図1を見ると、図1には、薬物スクリーニングシステム100のブロック図が示されている。特に、光源ブロック102は、第一の光線106を発する第一の光源104と、第二の光線110を発する第二の光源108と、を備える。前記光源ブロック102は、所定の励起波長を少なくとも2つ備えていることが好ましい。好ましい実施形態では、前記光源ブロック102は、キセノン光源を装備した低出力(<50mW)偏光アルゴンレーザーを含有する光源の集合からなる。顕微鏡112は、1つまたはそれ以上の蛍光標識試薬を添加した試料114を保持し、検定する。

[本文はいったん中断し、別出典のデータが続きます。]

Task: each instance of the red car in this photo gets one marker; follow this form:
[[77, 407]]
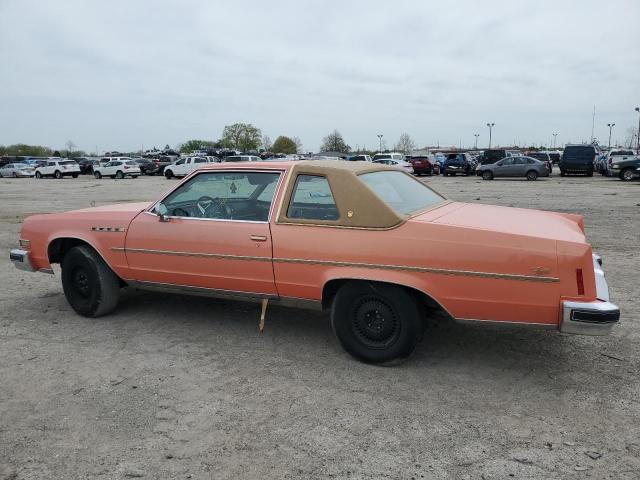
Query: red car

試料114をプレート115(図10−12に更に詳述されている)によって保持し、光線106及び110を受光する顕微鏡112と併せて使用する。試料によって発せられた光線116は蛍光分離装置118に連結される。蛍光分離装置118は複数の波長の光122、124及び126を発生する。本明細書では3つの波長の光が示されているが、任意の数の波長を発生させることができる。複数のフォトン検出器を有するフォトン検出器ブロック128と前記波長の光122、124及び126を連結する。前記フォトン検出器は、前記波長の光122、124及び126から発せられるフォトンの発光を検出して計数し、カウント130、132及び134をコンピュータ136に連結する。標的細胞の反応プロファイルが、フォトン発光のカウントに基づいて生成される。

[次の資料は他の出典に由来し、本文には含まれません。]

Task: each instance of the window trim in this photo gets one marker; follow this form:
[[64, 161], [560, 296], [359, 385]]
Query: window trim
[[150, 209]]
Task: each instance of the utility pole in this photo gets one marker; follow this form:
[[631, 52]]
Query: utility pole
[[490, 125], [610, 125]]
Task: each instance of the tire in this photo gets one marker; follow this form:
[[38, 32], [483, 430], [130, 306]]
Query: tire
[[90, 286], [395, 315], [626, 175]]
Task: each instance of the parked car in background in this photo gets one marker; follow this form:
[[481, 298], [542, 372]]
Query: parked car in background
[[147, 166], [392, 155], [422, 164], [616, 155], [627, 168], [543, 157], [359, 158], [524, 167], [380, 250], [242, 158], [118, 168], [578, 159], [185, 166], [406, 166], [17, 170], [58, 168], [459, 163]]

図2には、薬物スクリーニングシステム100が更に詳細なブロック図として示されている。特に、光源102は、レーザ光線202を発生する第一の光源104を備えている。レーザ光線202はフィルター204に連結されている。該フィルターは、例えば、試料がレーザ光線から受けるあらゆる損傷を軽減するために、レーザ光線の強度を低下させるNDフィルター(neutral density filter)とすることもできる。特に、レーザ光線の強度が明るすぎる場合には、試料の色素が退色する。フィルター204からの出力であるフィルター処理されたレーザ光線206は、光線拡幅器208と連結されている。光線拡幅器208は、レーザ光線を拡幅し、第一の光線106を生成する。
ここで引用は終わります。